We suggest a measure that uses a more accurate measure of the target value (see above) and a function of the laboratory’s absolute deviation from the target. We find the score by dividing the absolute deviation by the standard deviation once the systematic error caused by different technologies has been removed. To ease interpretation by laboratories the integer value is found and capped at 3. We have shown (data not reported) that once outliers are removed, the log10 values from participants approximately follow a normal distribution. Hence, we can apply well-known statistical results to this simple, robust measure. It should be noted that good laboratories score low marks for the proposed score but high marks for many existing measures.

The scoring system described here allows for evaluation by technology type and therefore reduces the impact of technology bias.

The proposed measure is the first to use Bayesian techniques to estimate the target value and to incorporate the variation attributable to different examining system technologies. It is flexible as the target value may be replaced by the technology consensus. For this application the laboratories are being assessed on how close their estimate is to the mean of other users of the same technology rather than the target. Hence, using this measure, potential measurement system bias is ignored.

Repeatability

Some EQA providers concentrate on repeatability. For example a laboratory may be regarded as adequate if its reported difference from two samples is within 0.5 of the median difference of all participants. Note that a laboratory that under (or over) estimates both samples by the same amount would be regarded as adequate in this example. This would be the case even if the estimates were far from the true value. Note also that no use is made of the different technologies used.

Our flexible proposed scoring system could be easily adapted to assess repeatability by using the difference between two measurement systems. For identical samples the target difference is zero. For non-identical samples the target difference can be estimated from the difference between the Bayesian estimates of the two samples.
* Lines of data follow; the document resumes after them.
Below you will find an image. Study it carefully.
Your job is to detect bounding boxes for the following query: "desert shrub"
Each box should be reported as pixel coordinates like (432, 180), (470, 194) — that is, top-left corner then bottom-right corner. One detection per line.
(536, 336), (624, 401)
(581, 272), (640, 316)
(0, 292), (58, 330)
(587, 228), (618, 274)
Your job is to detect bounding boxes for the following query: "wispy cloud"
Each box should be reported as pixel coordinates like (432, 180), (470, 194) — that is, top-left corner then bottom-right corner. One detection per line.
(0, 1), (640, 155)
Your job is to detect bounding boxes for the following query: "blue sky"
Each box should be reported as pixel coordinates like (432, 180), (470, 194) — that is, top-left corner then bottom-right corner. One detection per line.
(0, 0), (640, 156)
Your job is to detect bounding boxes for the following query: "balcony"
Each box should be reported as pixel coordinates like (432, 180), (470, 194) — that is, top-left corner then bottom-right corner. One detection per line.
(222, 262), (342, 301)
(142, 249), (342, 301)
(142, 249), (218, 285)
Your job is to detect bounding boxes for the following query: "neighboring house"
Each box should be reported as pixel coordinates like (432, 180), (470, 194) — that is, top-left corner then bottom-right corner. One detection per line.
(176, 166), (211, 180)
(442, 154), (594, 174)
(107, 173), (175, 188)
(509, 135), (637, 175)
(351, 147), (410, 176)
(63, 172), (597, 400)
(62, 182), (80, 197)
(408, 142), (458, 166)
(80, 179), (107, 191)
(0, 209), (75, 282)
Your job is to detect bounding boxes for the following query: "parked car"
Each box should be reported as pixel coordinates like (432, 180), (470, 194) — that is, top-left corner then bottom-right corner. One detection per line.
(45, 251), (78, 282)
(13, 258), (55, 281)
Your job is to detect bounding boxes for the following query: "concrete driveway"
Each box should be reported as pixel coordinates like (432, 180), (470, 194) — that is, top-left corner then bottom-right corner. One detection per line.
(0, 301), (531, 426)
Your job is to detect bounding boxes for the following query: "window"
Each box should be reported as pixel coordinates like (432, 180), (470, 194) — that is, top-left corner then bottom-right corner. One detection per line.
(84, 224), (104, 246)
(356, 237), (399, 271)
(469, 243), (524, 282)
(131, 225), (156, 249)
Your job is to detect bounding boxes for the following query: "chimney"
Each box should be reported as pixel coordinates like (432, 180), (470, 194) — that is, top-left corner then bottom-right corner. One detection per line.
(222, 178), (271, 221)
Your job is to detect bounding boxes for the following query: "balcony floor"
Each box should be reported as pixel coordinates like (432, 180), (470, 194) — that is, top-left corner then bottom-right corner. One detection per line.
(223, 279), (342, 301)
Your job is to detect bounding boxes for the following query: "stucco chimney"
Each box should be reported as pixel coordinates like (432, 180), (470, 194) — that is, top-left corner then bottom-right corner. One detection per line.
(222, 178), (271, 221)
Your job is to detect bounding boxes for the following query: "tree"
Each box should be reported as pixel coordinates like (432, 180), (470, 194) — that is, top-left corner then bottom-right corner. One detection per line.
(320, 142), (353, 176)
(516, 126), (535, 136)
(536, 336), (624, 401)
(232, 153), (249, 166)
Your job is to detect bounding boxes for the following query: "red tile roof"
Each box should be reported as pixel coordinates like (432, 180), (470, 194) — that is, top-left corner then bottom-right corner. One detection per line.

The scores from individual samples of either the estimated microbial concentration or repeatability measures can be summed across the positive samples in the panel. The use of Monte Carlo simulation using the well-known properties of the normal distribution can be used to classify laboratories as highly satisfactory to highly unsatisfactory. This feedback is more informative and statistically rigorous than currently available.

Drawbacks of the proposed approach

The proposed score provides a flexible, statistically rigorous metric to assess laboratory performance for examining system nucleic acid-based diagnostic users. There are some drawbacks when considering quantitative measurement results.

First, the score requires participants to provide their estimate of the microbial concentration. Sometimes, participants report values as outside the detectable limits of the measurement system they used. These have been ignored for the purposes of this paper. Possible approaches to this problem include using censored value techniques or to replace the value by either the limit of detection or half this value.

Second, the score is only appropriate for positive samples. The score assumes normality, which is almost certainly not valid for reported false positives from negative samples. The low frequency of these makes testing for normality suspect.

Conclusions

The application of these performance indicators to the 2005 QCMD Hepatitis B Virus Proficiency programme highlights the flexible use and desirable properties of the proposed scoring system for assessing various aspects of laboratory performance.

The proposed scoring system for assessing laboratory performance cannot only be applied to the field of microbiology but it can be applied to other EQA programmes from the field of laboratory medicine to chemistry where the normality assumption of the data is verified.

The Monte Carlo approach for panel scores can be used in any EQA programme where numeric performance scores are given to individual samples.